# Mice in the cabin during the winter



## johnsopi (Aug 26, 2009)

My family has a summer cabin in NE Ont. Canada. The mice move in during the winter and make huge mess. They use poison
and traps but still the mice come. Any tip on keeping them under control? The place is empty after sept till the next summer.


----------



## JustWood (Aug 26, 2009)

Dcon sucks! Don't bother.
Tom Cat bait bars are the best I've used and they have a hole in them so you can nail or wire them down so the little bastages don't haul 'em off!


----------



## peakbagger (Aug 27, 2009)

I have heard from several folks that these work well for long term.

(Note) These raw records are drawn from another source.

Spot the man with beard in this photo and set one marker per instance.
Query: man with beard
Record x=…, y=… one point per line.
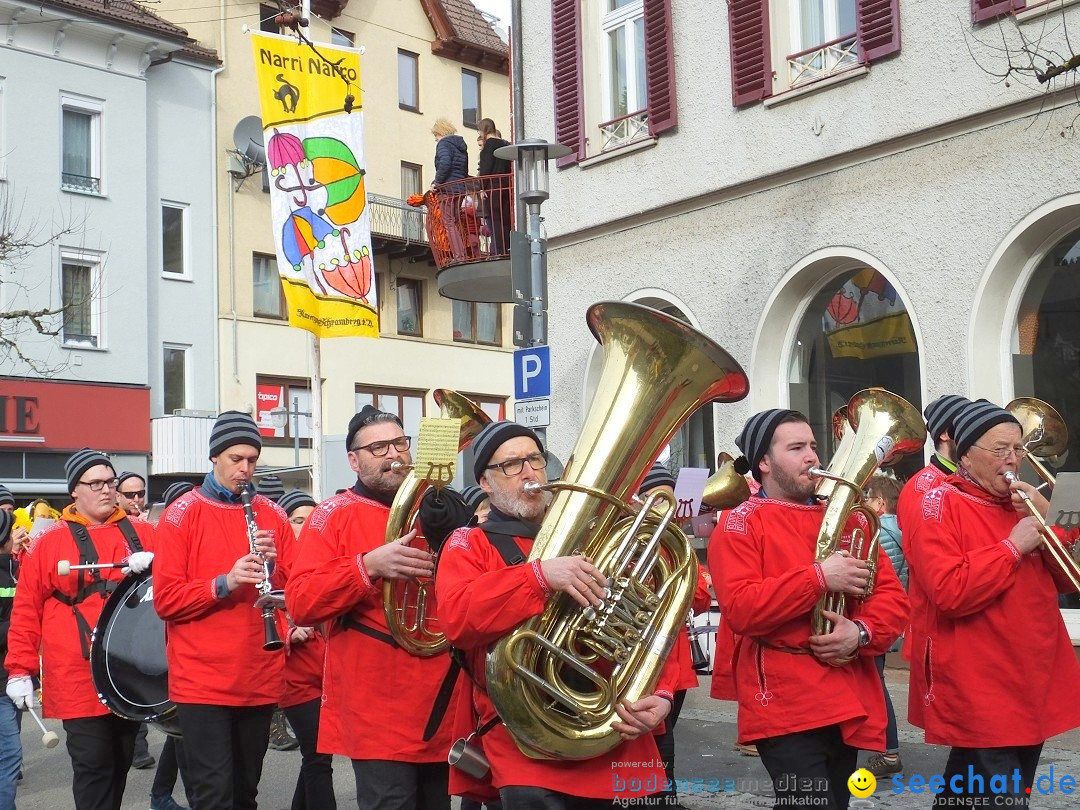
x=990, y=612
x=377, y=698
x=485, y=589
x=205, y=579
x=808, y=702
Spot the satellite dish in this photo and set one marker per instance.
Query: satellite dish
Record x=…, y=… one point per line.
x=247, y=136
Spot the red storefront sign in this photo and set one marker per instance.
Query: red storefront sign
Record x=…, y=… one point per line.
x=68, y=416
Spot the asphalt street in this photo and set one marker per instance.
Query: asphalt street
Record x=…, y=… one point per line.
x=714, y=773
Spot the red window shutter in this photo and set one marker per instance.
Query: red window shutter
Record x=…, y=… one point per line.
x=751, y=61
x=877, y=24
x=988, y=9
x=566, y=69
x=660, y=66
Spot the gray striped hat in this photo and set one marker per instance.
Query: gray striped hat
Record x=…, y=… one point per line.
x=974, y=420
x=233, y=428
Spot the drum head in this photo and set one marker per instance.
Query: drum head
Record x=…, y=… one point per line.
x=127, y=657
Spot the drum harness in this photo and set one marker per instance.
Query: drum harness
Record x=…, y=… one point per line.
x=91, y=582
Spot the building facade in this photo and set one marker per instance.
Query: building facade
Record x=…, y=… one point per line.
x=105, y=132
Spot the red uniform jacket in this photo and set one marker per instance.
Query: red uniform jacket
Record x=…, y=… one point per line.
x=377, y=699
x=991, y=661
x=763, y=562
x=215, y=646
x=40, y=622
x=482, y=599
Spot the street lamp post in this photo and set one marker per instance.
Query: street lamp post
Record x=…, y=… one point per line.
x=279, y=418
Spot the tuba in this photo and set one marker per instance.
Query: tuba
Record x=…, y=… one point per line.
x=409, y=604
x=880, y=429
x=556, y=678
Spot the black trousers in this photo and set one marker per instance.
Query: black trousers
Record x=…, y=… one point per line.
x=314, y=785
x=387, y=785
x=975, y=769
x=809, y=768
x=520, y=797
x=102, y=750
x=224, y=747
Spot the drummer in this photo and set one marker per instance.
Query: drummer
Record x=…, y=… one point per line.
x=57, y=615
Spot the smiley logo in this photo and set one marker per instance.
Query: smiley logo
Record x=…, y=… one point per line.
x=862, y=783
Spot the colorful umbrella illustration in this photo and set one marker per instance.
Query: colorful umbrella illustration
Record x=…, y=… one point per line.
x=350, y=275
x=334, y=166
x=302, y=233
x=285, y=150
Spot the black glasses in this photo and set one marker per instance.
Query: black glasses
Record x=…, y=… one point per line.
x=97, y=486
x=514, y=466
x=381, y=448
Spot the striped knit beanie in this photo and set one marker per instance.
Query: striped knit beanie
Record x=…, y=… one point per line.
x=233, y=428
x=974, y=420
x=81, y=461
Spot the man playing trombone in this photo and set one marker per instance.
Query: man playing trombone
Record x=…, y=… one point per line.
x=993, y=669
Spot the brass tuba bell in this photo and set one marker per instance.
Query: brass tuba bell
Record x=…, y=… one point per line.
x=556, y=678
x=409, y=604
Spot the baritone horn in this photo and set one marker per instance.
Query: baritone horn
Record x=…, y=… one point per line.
x=882, y=429
x=409, y=604
x=556, y=678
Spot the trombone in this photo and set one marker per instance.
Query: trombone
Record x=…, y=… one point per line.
x=1044, y=436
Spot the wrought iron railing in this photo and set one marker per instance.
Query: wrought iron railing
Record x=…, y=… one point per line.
x=823, y=61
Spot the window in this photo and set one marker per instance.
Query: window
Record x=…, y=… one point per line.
x=409, y=314
x=477, y=323
x=855, y=334
x=781, y=44
x=470, y=98
x=80, y=294
x=406, y=404
x=408, y=81
x=175, y=377
x=81, y=162
x=620, y=91
x=173, y=260
x=341, y=38
x=269, y=298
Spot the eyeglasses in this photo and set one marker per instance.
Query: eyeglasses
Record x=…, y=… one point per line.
x=1003, y=453
x=514, y=466
x=381, y=448
x=97, y=486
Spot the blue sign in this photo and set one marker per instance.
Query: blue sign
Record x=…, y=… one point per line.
x=532, y=373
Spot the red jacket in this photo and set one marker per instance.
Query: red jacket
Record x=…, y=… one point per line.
x=482, y=599
x=991, y=661
x=215, y=646
x=40, y=622
x=763, y=562
x=377, y=699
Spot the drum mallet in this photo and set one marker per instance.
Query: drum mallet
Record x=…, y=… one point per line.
x=49, y=739
x=64, y=567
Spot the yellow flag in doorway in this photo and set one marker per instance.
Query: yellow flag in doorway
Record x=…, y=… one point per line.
x=319, y=205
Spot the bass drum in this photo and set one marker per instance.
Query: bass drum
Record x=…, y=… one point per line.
x=127, y=657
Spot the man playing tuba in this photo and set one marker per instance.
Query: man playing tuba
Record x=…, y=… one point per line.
x=486, y=589
x=809, y=702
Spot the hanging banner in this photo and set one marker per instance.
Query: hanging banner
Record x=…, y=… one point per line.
x=319, y=205
x=866, y=319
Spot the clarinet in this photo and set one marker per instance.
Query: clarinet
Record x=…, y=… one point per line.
x=267, y=598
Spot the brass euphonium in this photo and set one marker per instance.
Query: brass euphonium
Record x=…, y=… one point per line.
x=556, y=678
x=882, y=428
x=409, y=603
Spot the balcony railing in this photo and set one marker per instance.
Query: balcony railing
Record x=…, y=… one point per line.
x=624, y=130
x=80, y=183
x=823, y=61
x=470, y=220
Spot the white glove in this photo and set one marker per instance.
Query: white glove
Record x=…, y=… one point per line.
x=21, y=691
x=138, y=563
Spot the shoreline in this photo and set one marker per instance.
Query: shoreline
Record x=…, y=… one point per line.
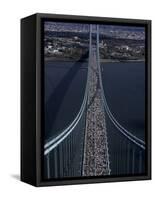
x=84, y=60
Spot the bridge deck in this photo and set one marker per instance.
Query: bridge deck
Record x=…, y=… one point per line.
x=96, y=158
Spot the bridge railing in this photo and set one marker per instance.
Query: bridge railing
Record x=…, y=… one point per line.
x=126, y=151
x=63, y=154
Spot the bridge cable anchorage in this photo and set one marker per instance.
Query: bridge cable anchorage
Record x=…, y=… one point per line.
x=124, y=131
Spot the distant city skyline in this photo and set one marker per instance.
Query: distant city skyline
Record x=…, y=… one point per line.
x=130, y=32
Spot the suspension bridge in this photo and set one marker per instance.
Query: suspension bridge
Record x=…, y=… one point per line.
x=85, y=147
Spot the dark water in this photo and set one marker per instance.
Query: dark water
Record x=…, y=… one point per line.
x=124, y=85
x=64, y=92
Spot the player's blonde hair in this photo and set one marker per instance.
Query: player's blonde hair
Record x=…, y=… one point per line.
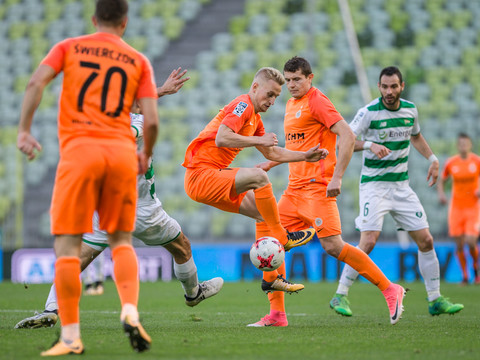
x=269, y=73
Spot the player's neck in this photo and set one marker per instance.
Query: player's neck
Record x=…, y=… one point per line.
x=118, y=31
x=393, y=107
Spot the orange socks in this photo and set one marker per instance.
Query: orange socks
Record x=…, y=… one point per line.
x=474, y=254
x=69, y=289
x=125, y=268
x=361, y=262
x=277, y=298
x=267, y=207
x=463, y=263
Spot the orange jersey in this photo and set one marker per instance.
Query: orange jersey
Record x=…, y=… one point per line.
x=307, y=123
x=465, y=174
x=102, y=77
x=239, y=116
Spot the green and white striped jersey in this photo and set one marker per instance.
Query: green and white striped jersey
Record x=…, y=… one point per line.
x=145, y=183
x=392, y=129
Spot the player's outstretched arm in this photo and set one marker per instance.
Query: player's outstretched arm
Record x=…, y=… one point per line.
x=419, y=143
x=150, y=131
x=228, y=138
x=441, y=192
x=173, y=83
x=282, y=155
x=346, y=143
x=379, y=150
x=26, y=143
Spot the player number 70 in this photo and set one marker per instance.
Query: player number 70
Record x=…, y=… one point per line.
x=106, y=83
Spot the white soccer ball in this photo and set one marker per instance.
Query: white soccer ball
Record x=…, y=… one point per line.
x=267, y=254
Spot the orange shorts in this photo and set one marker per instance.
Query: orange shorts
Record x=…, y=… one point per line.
x=93, y=177
x=215, y=187
x=300, y=209
x=463, y=221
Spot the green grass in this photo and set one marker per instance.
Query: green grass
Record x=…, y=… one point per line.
x=216, y=329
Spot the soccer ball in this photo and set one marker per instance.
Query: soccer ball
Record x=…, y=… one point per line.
x=267, y=254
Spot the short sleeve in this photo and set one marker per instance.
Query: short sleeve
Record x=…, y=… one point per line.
x=56, y=56
x=323, y=110
x=236, y=114
x=260, y=131
x=136, y=121
x=360, y=123
x=146, y=86
x=446, y=169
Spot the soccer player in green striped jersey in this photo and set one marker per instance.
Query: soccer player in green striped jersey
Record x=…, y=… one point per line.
x=386, y=127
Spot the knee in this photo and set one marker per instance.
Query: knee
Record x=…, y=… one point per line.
x=426, y=244
x=332, y=245
x=259, y=178
x=181, y=250
x=368, y=246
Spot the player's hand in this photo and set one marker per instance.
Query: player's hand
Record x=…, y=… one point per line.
x=316, y=153
x=334, y=187
x=28, y=145
x=380, y=150
x=265, y=166
x=142, y=162
x=269, y=139
x=442, y=198
x=173, y=83
x=433, y=173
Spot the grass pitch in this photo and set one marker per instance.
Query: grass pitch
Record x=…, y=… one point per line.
x=215, y=329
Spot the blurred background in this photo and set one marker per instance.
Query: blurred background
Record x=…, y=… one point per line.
x=222, y=43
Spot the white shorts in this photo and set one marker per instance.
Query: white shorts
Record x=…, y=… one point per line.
x=153, y=227
x=378, y=199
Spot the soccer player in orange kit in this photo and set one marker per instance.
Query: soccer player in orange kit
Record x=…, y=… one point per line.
x=310, y=198
x=464, y=210
x=247, y=191
x=98, y=164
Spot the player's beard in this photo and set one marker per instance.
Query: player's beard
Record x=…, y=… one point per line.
x=392, y=100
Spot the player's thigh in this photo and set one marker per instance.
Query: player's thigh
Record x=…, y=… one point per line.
x=320, y=212
x=250, y=178
x=117, y=204
x=408, y=211
x=88, y=254
x=289, y=215
x=214, y=187
x=76, y=189
x=154, y=227
x=456, y=222
x=375, y=203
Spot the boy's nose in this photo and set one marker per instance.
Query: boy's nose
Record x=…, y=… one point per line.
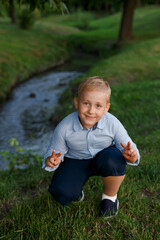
x=91, y=109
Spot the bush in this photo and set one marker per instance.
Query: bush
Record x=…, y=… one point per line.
x=26, y=19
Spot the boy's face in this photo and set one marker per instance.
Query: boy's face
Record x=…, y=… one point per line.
x=91, y=106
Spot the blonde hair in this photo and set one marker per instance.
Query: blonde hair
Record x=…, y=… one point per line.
x=94, y=82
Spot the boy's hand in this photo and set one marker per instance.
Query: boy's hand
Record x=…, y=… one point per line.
x=129, y=152
x=54, y=159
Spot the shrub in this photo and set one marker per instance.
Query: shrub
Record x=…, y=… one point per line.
x=26, y=19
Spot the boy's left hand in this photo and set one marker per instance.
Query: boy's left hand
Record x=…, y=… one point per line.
x=129, y=152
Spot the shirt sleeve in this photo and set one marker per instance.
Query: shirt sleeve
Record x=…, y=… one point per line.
x=121, y=135
x=58, y=144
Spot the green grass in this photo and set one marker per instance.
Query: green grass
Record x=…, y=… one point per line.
x=24, y=53
x=28, y=211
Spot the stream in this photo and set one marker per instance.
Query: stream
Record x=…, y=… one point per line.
x=26, y=115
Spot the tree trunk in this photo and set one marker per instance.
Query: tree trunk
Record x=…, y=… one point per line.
x=12, y=12
x=125, y=32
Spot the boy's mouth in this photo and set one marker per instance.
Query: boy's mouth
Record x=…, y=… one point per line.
x=89, y=117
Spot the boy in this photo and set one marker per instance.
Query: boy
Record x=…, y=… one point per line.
x=90, y=142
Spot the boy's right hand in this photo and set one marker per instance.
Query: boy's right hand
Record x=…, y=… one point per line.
x=54, y=159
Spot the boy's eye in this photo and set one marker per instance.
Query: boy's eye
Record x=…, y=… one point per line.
x=98, y=106
x=85, y=103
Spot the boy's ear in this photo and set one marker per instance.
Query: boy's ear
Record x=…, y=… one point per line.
x=76, y=102
x=107, y=108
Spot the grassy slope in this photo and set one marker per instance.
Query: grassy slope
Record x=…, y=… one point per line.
x=134, y=77
x=23, y=53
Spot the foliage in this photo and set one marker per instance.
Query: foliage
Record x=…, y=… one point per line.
x=19, y=157
x=26, y=19
x=27, y=211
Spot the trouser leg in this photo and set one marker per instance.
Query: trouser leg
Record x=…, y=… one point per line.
x=68, y=180
x=110, y=162
x=111, y=166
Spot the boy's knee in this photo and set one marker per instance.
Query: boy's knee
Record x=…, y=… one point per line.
x=111, y=162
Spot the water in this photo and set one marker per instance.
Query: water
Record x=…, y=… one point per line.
x=26, y=115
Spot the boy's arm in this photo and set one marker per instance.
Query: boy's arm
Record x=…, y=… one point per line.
x=121, y=141
x=59, y=145
x=54, y=159
x=129, y=152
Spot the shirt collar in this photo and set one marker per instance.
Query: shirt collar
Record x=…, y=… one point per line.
x=78, y=126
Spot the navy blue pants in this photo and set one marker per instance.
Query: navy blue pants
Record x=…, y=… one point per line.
x=70, y=177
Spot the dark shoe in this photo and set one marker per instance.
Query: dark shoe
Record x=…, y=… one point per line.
x=108, y=208
x=81, y=198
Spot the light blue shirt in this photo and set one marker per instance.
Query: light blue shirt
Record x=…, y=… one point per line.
x=75, y=141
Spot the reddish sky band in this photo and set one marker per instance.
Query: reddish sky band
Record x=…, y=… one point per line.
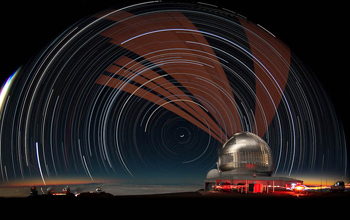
x=153, y=90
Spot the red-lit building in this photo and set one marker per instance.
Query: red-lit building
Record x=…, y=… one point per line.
x=245, y=165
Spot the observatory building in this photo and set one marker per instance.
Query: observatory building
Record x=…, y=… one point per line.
x=245, y=164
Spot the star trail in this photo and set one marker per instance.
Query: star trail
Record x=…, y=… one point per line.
x=153, y=90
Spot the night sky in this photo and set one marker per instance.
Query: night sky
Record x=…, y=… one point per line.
x=93, y=118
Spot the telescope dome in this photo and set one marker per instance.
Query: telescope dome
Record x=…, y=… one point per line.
x=246, y=153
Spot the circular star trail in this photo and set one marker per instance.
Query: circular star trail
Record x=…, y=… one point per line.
x=153, y=90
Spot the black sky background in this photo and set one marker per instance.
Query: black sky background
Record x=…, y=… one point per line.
x=318, y=34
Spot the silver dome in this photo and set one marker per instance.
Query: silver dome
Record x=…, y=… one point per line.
x=246, y=153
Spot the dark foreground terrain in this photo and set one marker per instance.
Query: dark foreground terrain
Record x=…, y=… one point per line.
x=198, y=197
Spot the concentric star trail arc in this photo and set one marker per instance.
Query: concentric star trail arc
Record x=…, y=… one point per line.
x=153, y=90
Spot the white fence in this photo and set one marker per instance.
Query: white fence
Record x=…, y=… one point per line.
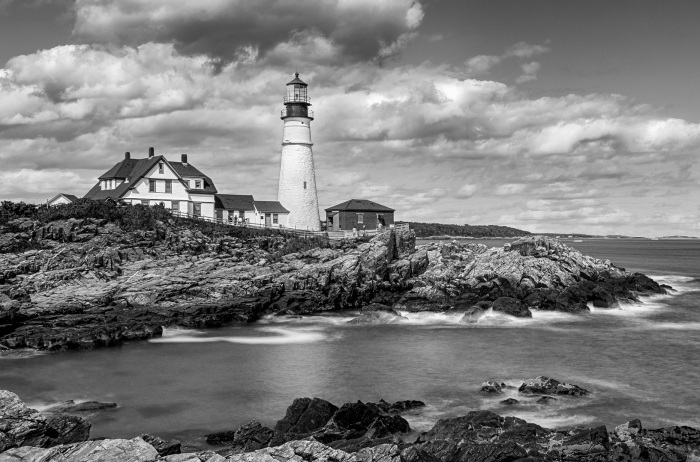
x=296, y=231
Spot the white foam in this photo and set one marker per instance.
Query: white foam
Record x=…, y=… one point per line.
x=283, y=337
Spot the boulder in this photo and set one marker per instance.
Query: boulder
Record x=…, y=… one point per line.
x=164, y=448
x=67, y=429
x=134, y=450
x=19, y=424
x=303, y=417
x=249, y=437
x=511, y=306
x=545, y=386
x=86, y=407
x=491, y=386
x=628, y=429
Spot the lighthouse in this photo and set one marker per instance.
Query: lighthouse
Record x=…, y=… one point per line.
x=297, y=188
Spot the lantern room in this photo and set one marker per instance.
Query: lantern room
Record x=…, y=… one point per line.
x=296, y=91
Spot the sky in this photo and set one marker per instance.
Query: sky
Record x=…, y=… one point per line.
x=546, y=115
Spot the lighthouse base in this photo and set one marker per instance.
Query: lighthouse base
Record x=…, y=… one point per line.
x=297, y=187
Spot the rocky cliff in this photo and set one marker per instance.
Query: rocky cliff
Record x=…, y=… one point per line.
x=316, y=430
x=85, y=283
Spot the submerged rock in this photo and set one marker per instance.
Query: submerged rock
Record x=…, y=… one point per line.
x=164, y=448
x=545, y=386
x=491, y=386
x=86, y=407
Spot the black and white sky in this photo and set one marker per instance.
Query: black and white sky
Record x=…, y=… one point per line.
x=546, y=115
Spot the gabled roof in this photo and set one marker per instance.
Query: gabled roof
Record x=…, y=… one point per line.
x=360, y=205
x=133, y=170
x=185, y=169
x=270, y=207
x=70, y=197
x=234, y=202
x=297, y=80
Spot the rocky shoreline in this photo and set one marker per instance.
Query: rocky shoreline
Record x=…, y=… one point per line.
x=317, y=430
x=88, y=283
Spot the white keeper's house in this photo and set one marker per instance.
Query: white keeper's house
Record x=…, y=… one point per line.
x=181, y=187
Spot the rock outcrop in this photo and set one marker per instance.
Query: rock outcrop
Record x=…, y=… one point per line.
x=80, y=284
x=479, y=436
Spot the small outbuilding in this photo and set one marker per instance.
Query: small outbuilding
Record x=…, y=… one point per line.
x=62, y=198
x=358, y=214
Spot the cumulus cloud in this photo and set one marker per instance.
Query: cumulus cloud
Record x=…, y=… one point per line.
x=482, y=64
x=223, y=29
x=529, y=72
x=466, y=191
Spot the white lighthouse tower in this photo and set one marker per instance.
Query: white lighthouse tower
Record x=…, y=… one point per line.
x=297, y=189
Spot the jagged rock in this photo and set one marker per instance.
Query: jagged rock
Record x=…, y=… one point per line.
x=134, y=450
x=164, y=448
x=67, y=430
x=249, y=437
x=19, y=424
x=491, y=386
x=399, y=407
x=86, y=407
x=512, y=307
x=628, y=429
x=303, y=417
x=545, y=386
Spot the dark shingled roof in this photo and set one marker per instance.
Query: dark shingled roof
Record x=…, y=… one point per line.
x=70, y=197
x=270, y=207
x=234, y=202
x=360, y=205
x=134, y=169
x=297, y=81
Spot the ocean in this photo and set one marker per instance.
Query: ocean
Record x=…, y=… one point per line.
x=639, y=361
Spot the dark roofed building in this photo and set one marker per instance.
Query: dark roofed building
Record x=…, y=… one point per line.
x=358, y=214
x=62, y=198
x=157, y=181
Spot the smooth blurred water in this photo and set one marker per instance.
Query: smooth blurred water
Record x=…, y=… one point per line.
x=641, y=361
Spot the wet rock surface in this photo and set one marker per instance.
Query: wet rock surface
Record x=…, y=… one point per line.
x=88, y=283
x=481, y=436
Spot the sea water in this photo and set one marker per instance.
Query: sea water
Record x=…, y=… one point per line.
x=639, y=361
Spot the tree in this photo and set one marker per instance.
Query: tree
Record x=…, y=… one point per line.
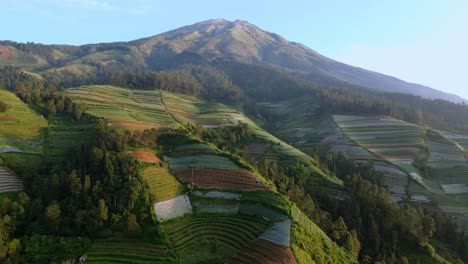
x=87, y=184
x=3, y=106
x=74, y=183
x=102, y=210
x=52, y=216
x=132, y=223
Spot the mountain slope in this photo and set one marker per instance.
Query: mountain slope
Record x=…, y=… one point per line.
x=210, y=41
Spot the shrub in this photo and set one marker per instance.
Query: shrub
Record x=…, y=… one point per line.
x=3, y=107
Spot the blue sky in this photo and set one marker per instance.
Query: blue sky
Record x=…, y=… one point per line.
x=421, y=41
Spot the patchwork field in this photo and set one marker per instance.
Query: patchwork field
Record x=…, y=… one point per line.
x=212, y=239
x=130, y=109
x=311, y=245
x=390, y=139
x=263, y=252
x=201, y=161
x=65, y=133
x=161, y=183
x=145, y=156
x=222, y=179
x=173, y=208
x=9, y=182
x=21, y=128
x=127, y=251
x=190, y=109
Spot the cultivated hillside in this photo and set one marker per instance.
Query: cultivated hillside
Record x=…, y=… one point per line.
x=212, y=41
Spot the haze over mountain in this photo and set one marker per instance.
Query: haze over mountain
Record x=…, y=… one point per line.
x=210, y=41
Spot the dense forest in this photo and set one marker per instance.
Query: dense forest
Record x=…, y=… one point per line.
x=243, y=85
x=98, y=189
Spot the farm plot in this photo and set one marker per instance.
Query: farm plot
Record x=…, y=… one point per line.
x=20, y=126
x=394, y=140
x=212, y=239
x=192, y=149
x=173, y=208
x=215, y=206
x=394, y=179
x=311, y=245
x=190, y=109
x=9, y=182
x=460, y=140
x=65, y=133
x=217, y=195
x=279, y=233
x=459, y=214
x=138, y=108
x=222, y=179
x=145, y=156
x=453, y=180
x=127, y=251
x=444, y=152
x=201, y=161
x=270, y=199
x=263, y=252
x=161, y=183
x=262, y=211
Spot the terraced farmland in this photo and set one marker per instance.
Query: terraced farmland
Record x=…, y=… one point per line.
x=21, y=128
x=212, y=239
x=390, y=139
x=127, y=251
x=263, y=252
x=65, y=133
x=161, y=183
x=9, y=182
x=222, y=179
x=145, y=156
x=130, y=109
x=215, y=206
x=190, y=109
x=173, y=208
x=192, y=149
x=307, y=237
x=201, y=161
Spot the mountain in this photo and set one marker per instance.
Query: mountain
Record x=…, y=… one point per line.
x=206, y=42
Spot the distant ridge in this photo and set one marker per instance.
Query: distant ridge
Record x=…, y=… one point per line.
x=206, y=42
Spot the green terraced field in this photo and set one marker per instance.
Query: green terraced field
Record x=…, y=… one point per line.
x=117, y=103
x=127, y=251
x=211, y=239
x=192, y=149
x=20, y=122
x=201, y=161
x=311, y=245
x=161, y=183
x=65, y=133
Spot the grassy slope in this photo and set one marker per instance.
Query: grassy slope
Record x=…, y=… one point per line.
x=20, y=121
x=64, y=133
x=161, y=183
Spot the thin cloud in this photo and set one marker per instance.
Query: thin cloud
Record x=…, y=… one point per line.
x=87, y=4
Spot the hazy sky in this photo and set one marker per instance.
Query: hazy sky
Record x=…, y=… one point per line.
x=422, y=41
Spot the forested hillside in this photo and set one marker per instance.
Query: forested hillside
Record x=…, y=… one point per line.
x=114, y=159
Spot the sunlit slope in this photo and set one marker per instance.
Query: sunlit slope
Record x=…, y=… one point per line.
x=21, y=128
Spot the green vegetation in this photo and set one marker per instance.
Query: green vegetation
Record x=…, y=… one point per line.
x=64, y=134
x=124, y=250
x=161, y=183
x=20, y=121
x=311, y=245
x=212, y=238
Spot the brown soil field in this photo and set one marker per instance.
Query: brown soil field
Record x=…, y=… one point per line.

I am planning to build me own for my garage.

http://www.madeinmaine.com/MouseAh.asp?S=35

The antfreeze keeps the mice preserved so they dont stink up the place. As long as you use the RV antifreeze, it can be dumped on the ground in the spring.


----------



## SE Iowa (Aug 27, 2009)

Concept is very similar to how we did it when I was a kid living in a weather-port tent. We used coffee cans fill 1/2 with water. We'd run a coat hanger up the side and dangle a string with peanut butter on it over the center of the can. We'd then place plastic wrap, with a hole cut in the center, over the can and push it down slightly so that when the mouse climbed the can and reached for the peanut butter, it would slide down the plastic into the water and drowned. We would catch 3-4 per night sometimes.


----------



## d.n.f. (Aug 28, 2009)

+1 on peanut butter bucket anti-freeze killer.


You need a metal bucket so they can't climb out.  Line the bucket with some peanut butter an inch or two down the bucket (on the inside).  Have a little wooden ramp up the bucket.  Fill the bucket with about an inch or so of water and some anti-freeze.  Mice come up the ramp, and they fall in the bucket.

Used over ten years in my old Ontario cottage.  Left traps outside along perimeter (and inside) during the summer trying to thin out the herd.  No traps over winter.


----------



## pybyr (Aug 29, 2009)

Nuke the mice!  Arghh!  I'm not even talking about a cabin- my old farmhouse unavoidably has some nooks and crannies that they've gotten in through, and just in the last month, they chewed a hole in the drain hose behind my washer, and moments ago, I found knaw-marks in my good compressor hose.  With cool weather fast approaching, they're probably ready to commence the annual arrival en-masse.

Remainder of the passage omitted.